2010/4/30 Florian Rivoal <frivoal at gmail.com>:
> On Wed, 28 Apr 2010 22:03:59 +0200
> Mike Massonnet <mmassonnet at gmail.com> wrote:
>
>> 2010/4/26 Landry Breuil <landry.breuil at gmail.com>:
>> > On Mon, Apr 26, 2010 at 3:05 PM, Mike Massonnet
>> > <mmassonnet at gmail.com> wrote:
>> >> Something else has made noise more than once, the possibility to
>> >> share code between the panel plugins. Currently we have a system
>> >> monitor, a netload plugin, and a cpugraph (if I'm not mistaken.)
>> >> Do you have a call on this?
>
>> > Iirc frivoal talked about that once he'd had finished what he
>> > planned for cpugraph. Currently systemload, netload and wavelan
>> > plugins don't see any development as they are more or less feature
>> > complete, but they each have their own os-dependent code. All that
>> > should really be in a single panel plugin, or at least separate
>> > plugins but sharing a common lib to access system values.
>
>> @frivoal: If the new project should be created, I suggest it to be
>> named after “monitor” f.e. xfce4-system-monitors-plugin.
>
>
> Indeed, I am still thinking of a merger project. For CPU-graph, I am
> pretty much done with what I wanted to do.

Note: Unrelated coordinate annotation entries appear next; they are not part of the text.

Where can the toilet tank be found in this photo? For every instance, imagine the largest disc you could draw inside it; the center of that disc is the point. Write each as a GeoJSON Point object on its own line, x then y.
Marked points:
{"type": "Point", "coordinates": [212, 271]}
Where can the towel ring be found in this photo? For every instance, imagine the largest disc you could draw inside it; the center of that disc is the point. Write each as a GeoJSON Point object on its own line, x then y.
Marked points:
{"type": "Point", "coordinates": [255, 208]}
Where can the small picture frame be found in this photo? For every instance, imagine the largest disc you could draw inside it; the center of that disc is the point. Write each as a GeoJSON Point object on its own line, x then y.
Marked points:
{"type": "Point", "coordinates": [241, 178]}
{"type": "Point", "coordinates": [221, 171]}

I haven't made a new release
> yet, as translations are not ready yet, and there are still a bit of
> work on *BSD compatibility, but other than than, I am pretty much where
> I wanted to be.
>
> As for the merger project, I'd very much like to do this, but as I
> can't work full-time on xfce, it is likely to take a while, and in any
> case, won't be ready for xfce 4.8. While the various monitors are
> indeed more or less "featyre complete", they are not bug-free, so, in
> order to make 4.8 a solid release, I was thinking of doing bug-fixing on
> them until 4.8 is out, and switch to the merger project after that.
>
> Since I am now mostly done with cpu-graph, I'll switch to fixing
> another of the monitors. Any opinion on which should take priority?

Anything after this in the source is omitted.